How precise are noisy #morphogen gradients in #tissue #patterning?
It turns out that the positional information they convey to #cells in the #neuraltube is much more accurate than previously estimated!
Our new #devbio paper is out in @NatureComms: rdcu.be/cH8Fx
A methodological subtlety has previously led to overestimated positional errors of the morphogen gradients in the mouse neural tube. We reanalysed the noisy gradients and found that the positional information they can convey to cells is actually orders of magnitude more precise.
Also, morphogen gradients in differently sized tissues must not be pooled and rescaled to their mean length, or else an artificial positional error is added.
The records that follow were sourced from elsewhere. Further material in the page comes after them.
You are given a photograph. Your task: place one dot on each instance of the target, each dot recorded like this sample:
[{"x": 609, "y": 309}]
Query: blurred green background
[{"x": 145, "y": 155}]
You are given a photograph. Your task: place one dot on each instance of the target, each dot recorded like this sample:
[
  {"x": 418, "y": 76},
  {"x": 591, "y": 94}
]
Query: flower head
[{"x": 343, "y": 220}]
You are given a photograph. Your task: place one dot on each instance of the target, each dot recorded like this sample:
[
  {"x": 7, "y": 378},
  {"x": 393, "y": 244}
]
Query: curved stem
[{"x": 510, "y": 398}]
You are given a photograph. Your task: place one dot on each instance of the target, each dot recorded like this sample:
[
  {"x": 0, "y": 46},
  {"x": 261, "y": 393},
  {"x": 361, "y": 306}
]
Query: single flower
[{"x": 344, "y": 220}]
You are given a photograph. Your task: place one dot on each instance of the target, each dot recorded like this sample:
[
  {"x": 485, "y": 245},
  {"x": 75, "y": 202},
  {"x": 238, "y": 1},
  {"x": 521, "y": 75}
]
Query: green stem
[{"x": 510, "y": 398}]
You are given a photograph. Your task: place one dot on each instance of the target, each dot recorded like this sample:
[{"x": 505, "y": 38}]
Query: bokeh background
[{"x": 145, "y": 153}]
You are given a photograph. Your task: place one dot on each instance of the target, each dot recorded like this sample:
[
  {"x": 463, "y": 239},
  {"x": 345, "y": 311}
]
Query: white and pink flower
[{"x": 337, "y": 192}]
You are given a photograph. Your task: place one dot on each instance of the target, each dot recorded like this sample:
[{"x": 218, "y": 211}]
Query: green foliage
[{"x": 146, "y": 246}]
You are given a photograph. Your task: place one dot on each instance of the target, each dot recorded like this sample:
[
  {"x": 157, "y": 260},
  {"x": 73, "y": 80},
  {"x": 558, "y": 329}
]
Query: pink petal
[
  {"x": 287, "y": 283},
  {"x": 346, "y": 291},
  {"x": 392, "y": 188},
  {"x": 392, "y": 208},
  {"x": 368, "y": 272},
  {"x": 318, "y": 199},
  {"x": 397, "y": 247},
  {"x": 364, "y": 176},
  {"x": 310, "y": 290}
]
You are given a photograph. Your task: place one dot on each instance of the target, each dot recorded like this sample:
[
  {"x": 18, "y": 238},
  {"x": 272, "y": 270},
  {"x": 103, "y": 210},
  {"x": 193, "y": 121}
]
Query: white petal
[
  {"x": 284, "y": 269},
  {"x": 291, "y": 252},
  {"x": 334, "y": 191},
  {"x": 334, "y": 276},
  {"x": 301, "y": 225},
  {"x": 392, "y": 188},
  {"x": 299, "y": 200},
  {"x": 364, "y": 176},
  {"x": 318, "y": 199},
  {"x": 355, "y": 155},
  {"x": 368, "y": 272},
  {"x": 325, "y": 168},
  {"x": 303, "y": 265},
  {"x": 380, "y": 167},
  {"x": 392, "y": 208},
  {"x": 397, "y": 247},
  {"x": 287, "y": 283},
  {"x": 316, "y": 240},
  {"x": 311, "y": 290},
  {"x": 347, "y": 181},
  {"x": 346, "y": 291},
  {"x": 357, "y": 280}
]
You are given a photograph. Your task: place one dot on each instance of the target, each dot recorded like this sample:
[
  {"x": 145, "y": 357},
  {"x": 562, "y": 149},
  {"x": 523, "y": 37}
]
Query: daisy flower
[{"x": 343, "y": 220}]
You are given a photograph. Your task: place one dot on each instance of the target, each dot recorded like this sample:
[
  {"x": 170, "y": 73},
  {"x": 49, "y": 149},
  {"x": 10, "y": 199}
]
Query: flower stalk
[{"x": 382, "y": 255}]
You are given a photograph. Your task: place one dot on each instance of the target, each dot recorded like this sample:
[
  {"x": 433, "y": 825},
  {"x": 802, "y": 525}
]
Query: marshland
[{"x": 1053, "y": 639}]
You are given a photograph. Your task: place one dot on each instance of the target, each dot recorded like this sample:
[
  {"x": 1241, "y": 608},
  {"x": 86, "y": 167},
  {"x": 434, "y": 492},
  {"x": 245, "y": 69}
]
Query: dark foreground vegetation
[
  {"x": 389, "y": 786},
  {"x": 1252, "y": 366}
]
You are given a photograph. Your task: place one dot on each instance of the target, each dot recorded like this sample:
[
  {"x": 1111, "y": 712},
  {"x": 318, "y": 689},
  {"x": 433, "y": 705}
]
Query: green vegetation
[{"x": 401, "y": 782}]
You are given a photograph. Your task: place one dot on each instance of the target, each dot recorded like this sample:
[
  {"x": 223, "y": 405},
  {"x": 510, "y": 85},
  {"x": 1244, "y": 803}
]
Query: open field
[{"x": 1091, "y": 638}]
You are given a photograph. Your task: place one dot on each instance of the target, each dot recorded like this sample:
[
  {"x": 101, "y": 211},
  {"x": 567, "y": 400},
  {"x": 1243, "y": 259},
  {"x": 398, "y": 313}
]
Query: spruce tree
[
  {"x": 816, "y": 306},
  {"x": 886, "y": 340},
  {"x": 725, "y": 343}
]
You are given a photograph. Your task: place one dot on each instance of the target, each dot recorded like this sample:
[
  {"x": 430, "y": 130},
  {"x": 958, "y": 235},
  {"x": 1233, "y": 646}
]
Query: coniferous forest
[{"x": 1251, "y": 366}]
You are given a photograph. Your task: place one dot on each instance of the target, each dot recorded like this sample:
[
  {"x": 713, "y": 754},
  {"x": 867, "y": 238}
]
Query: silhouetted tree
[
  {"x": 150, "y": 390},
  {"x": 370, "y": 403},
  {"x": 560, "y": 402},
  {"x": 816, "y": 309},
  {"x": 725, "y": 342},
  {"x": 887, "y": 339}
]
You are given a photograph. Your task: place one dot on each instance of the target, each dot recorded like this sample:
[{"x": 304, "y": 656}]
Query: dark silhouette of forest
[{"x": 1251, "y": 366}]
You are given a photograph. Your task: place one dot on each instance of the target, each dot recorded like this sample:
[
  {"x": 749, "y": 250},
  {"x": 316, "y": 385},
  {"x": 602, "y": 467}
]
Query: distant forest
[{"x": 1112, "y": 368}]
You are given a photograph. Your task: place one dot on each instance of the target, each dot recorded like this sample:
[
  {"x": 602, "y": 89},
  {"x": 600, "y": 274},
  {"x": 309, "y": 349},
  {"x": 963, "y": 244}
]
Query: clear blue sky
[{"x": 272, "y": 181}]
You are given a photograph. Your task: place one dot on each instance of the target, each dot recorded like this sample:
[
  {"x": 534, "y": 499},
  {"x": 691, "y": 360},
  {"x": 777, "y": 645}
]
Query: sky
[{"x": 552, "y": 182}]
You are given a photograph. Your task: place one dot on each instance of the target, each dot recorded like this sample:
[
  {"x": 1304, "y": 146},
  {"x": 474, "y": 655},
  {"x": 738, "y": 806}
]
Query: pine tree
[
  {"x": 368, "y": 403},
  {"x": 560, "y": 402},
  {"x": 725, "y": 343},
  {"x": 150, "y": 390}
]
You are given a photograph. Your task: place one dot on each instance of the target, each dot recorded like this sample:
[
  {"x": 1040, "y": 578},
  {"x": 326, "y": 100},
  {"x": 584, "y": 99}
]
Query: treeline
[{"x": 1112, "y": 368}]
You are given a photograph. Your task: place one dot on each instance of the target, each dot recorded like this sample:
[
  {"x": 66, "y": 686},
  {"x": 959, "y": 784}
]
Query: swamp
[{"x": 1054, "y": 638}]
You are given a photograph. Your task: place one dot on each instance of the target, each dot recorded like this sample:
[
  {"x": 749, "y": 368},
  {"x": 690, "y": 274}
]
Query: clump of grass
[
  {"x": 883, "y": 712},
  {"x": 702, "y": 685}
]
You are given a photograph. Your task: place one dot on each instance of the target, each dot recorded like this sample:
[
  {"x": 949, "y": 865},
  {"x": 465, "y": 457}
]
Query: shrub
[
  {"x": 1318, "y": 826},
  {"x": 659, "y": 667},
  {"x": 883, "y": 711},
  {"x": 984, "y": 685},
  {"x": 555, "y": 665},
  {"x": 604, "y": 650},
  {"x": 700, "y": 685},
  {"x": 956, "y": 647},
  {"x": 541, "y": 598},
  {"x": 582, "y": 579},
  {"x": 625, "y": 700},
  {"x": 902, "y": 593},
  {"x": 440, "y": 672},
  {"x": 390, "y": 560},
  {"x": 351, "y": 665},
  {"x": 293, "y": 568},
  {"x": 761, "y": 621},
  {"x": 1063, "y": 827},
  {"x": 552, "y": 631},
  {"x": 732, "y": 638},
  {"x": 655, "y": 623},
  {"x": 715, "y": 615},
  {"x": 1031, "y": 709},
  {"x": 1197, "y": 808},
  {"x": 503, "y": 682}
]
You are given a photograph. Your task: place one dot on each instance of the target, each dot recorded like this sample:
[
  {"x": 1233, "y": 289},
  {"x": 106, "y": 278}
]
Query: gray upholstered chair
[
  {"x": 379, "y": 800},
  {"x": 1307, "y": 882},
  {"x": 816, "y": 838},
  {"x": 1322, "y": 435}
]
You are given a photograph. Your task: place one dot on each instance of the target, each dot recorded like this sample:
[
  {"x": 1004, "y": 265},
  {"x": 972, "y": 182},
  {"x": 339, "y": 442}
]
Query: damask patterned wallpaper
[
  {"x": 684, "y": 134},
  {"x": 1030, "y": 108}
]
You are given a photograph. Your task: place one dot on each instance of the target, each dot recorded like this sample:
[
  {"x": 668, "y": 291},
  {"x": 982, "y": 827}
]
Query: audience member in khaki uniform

If corrected for these effects, single morphogen gradients in the mouse neural tube are sufficiently accurate to explain the observed precision of progenitor domain boundaries in the center of the tissue.
With 8-bit imaging, exponential gradients cannot be resolved over more than 5.5 times the gradients’ decay length (gray shade). Beyond that, only noise remains. To measure their shape over longer distances, higher imaging bit depth is needed.
We developed a formula to estimate the positional error in those parts of the tissue that cannot easily be imaged from gradient variability close to the source.
Check out our tweetorial on this:
We also developed a novel simulation framework to estimate morphogen gradient variability from measured molecular noise levels.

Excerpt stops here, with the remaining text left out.